Dampers are widely used structures to suppress general mechanical vibrations and seismic waves. They consist of damped spring-mass-resonators comprising an embedded energy dissipation mechanism. However, since these dissipative components are usually heavy and bulky, a large mass is needed to make the device responsive at low frequencies. This explains the reason why most dampers with operating frequencies less than 10Hz are usually large structures. Nevertheless, more effective design approaches for vibrational energy-absorption devices are still necessary to improve their functionality in practical applications, especially in those instances where only limited space is available.

Herein, Dr. Zhen Dong and Professor Ping Sheng from Hong Kong University of Science and Technology developed a new design for vibrational energy-absorption device based on the inertial amplification concept. This approach utilized the coupling between rotational and translational motions. It also adopted a rather simple mechanical interconnection involving ball-screw structures. A series of experiments were conducted to verify the ultralow frequency responses of the prototype compared to those of analytical models. Their research work is currently published in the peer-reviewed journal, Physical Review Applied.

The research team showed that lightweight and compact resonator devices, with weights below 1kg and dimensions of 10 – 20 cm, can also achieve ultralow-frequency resonance responses at a seismic frequency range from 0.5 to 5 Hz. This was mainly attributed to the effects of the resulting inertial amplification. The fabricated functional prototypes achieved very large inertial-amplification factors (IAF), as high as 137. The meaning of IAF is that the actual resonance frequency corresponds with a resonator with a mass that is IAF-times larger. Moreover, the experimental results agreed well with the analytical modeling of the inertial-amplification mechanism, suggesting the feasibility of the proposed design approach.

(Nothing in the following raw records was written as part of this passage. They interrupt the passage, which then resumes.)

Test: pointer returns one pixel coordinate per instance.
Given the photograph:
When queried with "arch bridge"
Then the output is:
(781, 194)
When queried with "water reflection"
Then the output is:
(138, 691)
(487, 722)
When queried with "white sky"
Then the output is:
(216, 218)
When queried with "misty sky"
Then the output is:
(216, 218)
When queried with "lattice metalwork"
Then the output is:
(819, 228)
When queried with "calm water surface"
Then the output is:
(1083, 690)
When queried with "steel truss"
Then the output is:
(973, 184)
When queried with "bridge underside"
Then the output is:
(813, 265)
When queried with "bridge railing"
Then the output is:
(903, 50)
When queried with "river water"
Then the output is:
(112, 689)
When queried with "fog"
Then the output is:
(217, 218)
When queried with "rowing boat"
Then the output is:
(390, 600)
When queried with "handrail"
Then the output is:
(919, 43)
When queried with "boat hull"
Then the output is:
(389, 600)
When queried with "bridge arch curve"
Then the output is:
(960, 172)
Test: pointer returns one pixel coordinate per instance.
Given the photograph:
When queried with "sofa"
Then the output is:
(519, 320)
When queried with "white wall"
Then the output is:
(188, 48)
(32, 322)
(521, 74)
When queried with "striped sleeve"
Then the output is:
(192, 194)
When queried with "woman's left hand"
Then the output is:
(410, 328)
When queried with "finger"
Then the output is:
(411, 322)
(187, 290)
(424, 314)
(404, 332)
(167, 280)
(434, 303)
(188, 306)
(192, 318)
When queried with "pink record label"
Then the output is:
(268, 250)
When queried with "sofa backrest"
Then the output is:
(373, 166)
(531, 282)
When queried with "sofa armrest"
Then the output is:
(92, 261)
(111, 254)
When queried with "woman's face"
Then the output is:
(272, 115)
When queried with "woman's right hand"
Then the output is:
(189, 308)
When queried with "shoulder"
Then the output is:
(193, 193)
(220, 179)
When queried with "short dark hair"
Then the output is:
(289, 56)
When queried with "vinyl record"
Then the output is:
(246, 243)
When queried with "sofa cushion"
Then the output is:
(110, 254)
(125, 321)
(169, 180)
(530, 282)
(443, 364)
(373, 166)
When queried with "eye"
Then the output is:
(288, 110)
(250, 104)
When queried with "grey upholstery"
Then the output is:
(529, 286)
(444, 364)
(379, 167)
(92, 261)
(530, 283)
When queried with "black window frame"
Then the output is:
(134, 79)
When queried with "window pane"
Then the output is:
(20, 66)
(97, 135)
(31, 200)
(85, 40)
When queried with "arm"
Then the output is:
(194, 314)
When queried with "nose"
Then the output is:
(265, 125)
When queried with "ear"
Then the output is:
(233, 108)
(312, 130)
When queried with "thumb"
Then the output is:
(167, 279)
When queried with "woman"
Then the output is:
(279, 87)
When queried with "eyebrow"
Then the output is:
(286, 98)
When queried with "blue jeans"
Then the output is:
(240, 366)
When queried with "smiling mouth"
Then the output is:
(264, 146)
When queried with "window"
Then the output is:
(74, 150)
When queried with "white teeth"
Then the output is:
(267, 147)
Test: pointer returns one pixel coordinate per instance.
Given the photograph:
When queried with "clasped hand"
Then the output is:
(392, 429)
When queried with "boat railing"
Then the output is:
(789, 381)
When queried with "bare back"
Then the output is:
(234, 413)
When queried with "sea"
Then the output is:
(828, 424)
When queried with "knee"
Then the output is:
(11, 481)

Dr. Dong and Professor Sheng proposed a structurally refined device configuration, and they demonstrated its capability to achieve total vibrational absorption through simulations. Upon excitation, it achieved total vibrational energy absorption with a comparable broadband working range in the ultralow frequency range. Such kind of designs proved advantageous for mitigating ultralow frequency vibrations in situations with limited space. Furthermore, it was noted that diverse practical needs could be met by tuning the operational frequency range of these devices. For example, the proposed design could be adapted easily for resonance frequencies up to 100 Hz by miniaturizing its dimensions and reducing the inertial-amplification factor. It is envisioned that strong, low vibrations can be effectively mitigated by attaching multiple number of such miniature resonant-dampers.

In summary, the study revealed the salient features of inertial-amplified mechanical resonators in terms of ultralow frequency response, compactness and comparative broadband total-vibrational-absorption. Generally, resonators capable of responding to ultra-frequency range are usually bulky structures. The inertial-amplified resonator is an unconventional solution to the inherent problem associated with ultralow frequency vibration mitigation, as compact and lightweight devices can fit in limited spaces. In a statement to Advances in Engineering, Professor Ping Sheng explained that the compact design has adequate flexibility and options for different practical applications. Moreover, it also offers energy harvesting possibilities when coupled with piezoelectric elements.